En réponse, des juges à la retraite se sont adressés au barreau de l’Arizona – une partie de l’appareil judiciaire de l’État qui contrôlait la licence d’avocat de Thomas – et leur ont demandé instamment de « faire quelque chose » au sujet de Thomas. Une vague d’enquêtes du State Bar s’ensuit, 13 au total. C’est ainsi qu’a commencé une campagne de cinq ans d’enquêtes incessantes du State Bar et d’attaques contre la licence d’avocat de Thomas. C’est désormais une pratique courante pour les barreaux gauchistes d’essayer de radier les avocats conservateurs qui menacent la gauche. Mais la plupart des gens ne réalisent pas que cette tactique a commencé en Arizona avec les efforts corrompus pour arrêter Thomas.

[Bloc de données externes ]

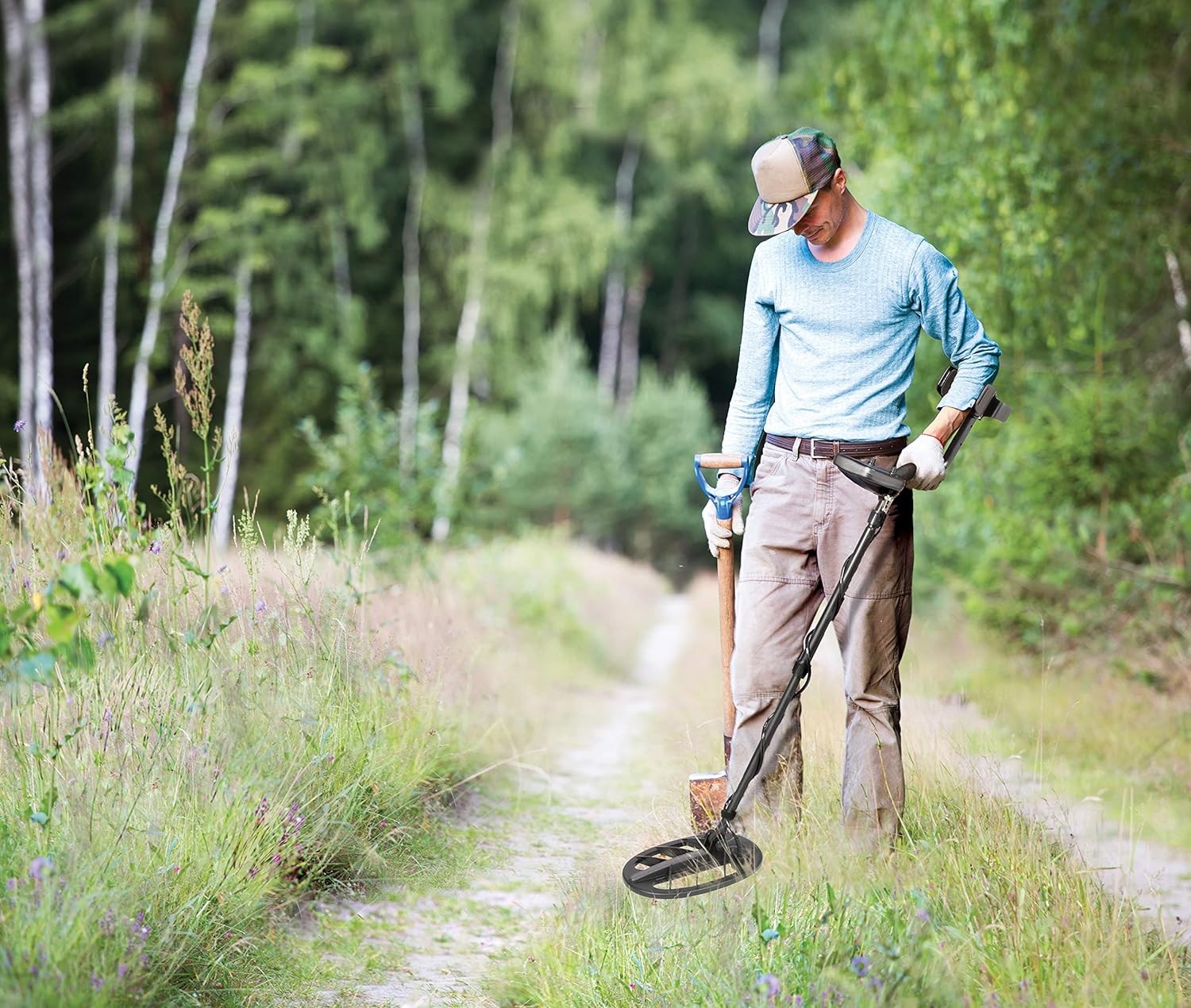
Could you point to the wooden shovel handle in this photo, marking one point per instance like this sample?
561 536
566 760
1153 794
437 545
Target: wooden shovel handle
715 460
726 569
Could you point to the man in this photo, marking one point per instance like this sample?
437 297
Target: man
835 304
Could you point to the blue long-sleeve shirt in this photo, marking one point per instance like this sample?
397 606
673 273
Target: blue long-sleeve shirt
827 349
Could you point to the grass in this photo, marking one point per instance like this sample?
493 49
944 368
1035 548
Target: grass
977 906
1081 726
190 756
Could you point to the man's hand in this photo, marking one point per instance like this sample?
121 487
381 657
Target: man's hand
719 538
926 452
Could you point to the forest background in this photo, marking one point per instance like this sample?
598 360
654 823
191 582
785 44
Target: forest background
480 264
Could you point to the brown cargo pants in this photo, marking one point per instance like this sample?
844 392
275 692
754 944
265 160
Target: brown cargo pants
804 521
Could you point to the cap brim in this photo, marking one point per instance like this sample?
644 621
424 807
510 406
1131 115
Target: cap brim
774 218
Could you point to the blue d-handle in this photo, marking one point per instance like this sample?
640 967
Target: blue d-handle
724 502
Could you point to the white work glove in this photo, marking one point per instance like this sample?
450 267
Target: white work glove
927 454
719 538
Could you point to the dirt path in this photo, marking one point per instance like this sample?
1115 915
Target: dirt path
1157 877
540 821
588 800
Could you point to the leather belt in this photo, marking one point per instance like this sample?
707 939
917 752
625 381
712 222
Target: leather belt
819 448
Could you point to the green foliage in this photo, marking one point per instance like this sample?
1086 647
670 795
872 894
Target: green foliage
562 454
187 760
357 464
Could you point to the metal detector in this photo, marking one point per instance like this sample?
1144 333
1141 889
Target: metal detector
719 857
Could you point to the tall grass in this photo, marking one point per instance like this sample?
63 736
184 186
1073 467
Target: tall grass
976 907
190 748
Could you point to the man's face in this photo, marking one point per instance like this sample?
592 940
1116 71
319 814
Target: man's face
821 223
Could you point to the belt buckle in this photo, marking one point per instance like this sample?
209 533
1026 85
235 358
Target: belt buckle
816 442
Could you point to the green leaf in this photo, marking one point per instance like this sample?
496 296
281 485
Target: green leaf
80 579
62 622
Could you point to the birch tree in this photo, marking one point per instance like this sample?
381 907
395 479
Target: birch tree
40 223
411 267
614 290
233 410
473 300
630 340
121 190
187 104
17 109
1181 302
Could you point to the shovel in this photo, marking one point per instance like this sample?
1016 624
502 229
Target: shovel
709 791
719 856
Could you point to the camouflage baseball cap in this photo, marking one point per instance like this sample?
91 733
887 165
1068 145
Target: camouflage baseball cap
790 171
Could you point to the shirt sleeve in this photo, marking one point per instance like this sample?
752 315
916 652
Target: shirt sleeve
936 298
757 368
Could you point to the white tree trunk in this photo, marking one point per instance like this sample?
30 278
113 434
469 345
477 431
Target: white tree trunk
1181 302
614 290
769 48
473 302
42 224
411 269
17 107
630 340
187 104
233 411
121 190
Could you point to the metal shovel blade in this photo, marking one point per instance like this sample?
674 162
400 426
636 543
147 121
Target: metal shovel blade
692 865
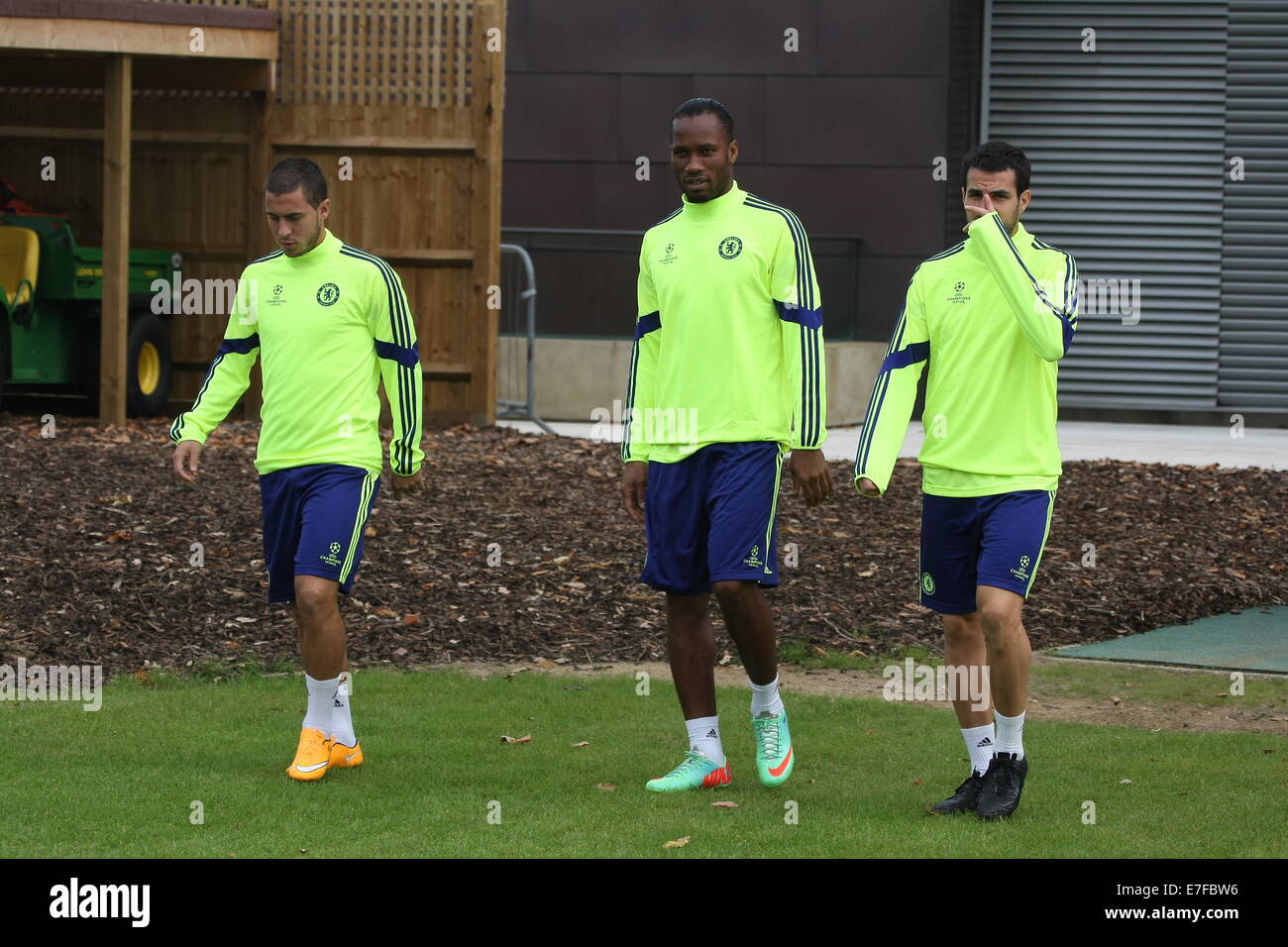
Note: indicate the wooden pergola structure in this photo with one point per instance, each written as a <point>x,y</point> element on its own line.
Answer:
<point>410,93</point>
<point>99,43</point>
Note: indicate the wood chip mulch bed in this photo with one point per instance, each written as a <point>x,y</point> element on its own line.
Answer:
<point>519,549</point>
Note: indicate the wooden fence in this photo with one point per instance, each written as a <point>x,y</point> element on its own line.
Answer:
<point>406,93</point>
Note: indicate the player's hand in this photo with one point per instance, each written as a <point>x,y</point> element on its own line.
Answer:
<point>189,453</point>
<point>407,484</point>
<point>974,211</point>
<point>810,475</point>
<point>634,487</point>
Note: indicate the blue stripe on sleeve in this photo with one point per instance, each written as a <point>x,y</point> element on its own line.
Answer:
<point>810,318</point>
<point>406,357</point>
<point>648,324</point>
<point>243,347</point>
<point>917,352</point>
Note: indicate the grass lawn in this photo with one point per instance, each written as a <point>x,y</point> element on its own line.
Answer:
<point>120,783</point>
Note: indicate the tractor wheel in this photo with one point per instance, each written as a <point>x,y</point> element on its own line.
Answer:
<point>149,367</point>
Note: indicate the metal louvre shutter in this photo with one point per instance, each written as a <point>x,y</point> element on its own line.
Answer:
<point>1128,154</point>
<point>1254,253</point>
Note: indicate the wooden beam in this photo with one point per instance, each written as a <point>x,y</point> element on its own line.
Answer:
<point>385,144</point>
<point>117,37</point>
<point>116,241</point>
<point>487,99</point>
<point>85,71</point>
<point>446,371</point>
<point>258,158</point>
<point>425,258</point>
<point>197,140</point>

Le barreau de l’État a ouvertement exercé des représailles contre l’un des témoins experts en éthique de Thomas, en lui refusant une nomination à un conseil juridique national en raison de la déclaration sous serment de l’expert en faveur de Thomas. Même les rédacteurs de gauche du journal The Arizona Republic ont été choqués et ont critiqué ces représailles. (Note : L’Arizona Republic a commodément supprimé les liens vers ces anciens articles peu utiles à la gauche, mais Thomas a fourni de nombreuses citations, et on peut les trouver sur les microfiches des bibliothèques si on les recherche).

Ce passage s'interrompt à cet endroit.